集落長やギルと同じくナマズ鍋をペロリと三杯平らげてしまった彼女だけど、まだまだ腹は満たされて無さそうだ。
「水に浸けるよりも茹でた方が早いと思う。味の方は……干し肉と木の実が効いてくる筈だから申し分ないと思うし」
そうは思いつつも味見をしてみる。
スプーンにパンと木の実と干し肉を上手く乗せて、一口で一気に。
「ああ……これは美味い。ナマズ鍋の時は若干物足りなさがあったけど、パンのお陰で満足感があるし、干し肉と木の実が良い風味を出してる。みんな満足してくれると思うよ」
思わず出た自画自賛。
それを隣りで聞いていたソフィアは「あ、あの、私もちょっと味見を……」と、いつの間にかスプーンを握り締めていた。
勝手に手を出さない所は、流石はお嬢様育ちと言った所か。
「あ、ちょっと待ってソフィア。これはまだ完成形じゃ無いから、味見は止めておこう」
おれとしては完成形の美味しさを、みんなと一緒に堪能して欲しいという想いがあった訳だが、ソフィアはおれの反応を聞いて驚くほど落胆した表情を浮かべていた。
大げさでは無くて、今にも泣きだしてしまいそうだった。
「えーっと、いや、そうだよな。

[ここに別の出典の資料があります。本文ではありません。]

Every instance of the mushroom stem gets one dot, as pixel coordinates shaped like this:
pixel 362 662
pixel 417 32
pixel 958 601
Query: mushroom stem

ソフィアも手伝ってくれたから味見はしておいた方がいいかもな。じゃあ、スプーン一杯だけ味見していいよ」
恐らくこれがベリンダやノーマであれば、おれが言う間でもなく勝手に味見をしていたと思う。
許可を得たソフィアは、恐る恐るとスプーンを鍋へとさし入れ味見をし、声も無く顔だけで驚嘆を表し、それから表情は至福へと転じた。
彼女はそのまま二掬い目へと手を伸ばしそうになったいたが、おれの視線に気が付いて手を引っ込めた。
「これでまだ完成形じゃない……のよね?信じられない美味しさだわ」
彼女のこの反応はおれの事を気遣ってのことでは無いと思う。
宮廷魔法使いサイラスからの評価も上々だったし、集落の人々だけでは無く王都由来の人たちにも通用する味を出せる確信は、今のおれにとっては大きな収穫だった。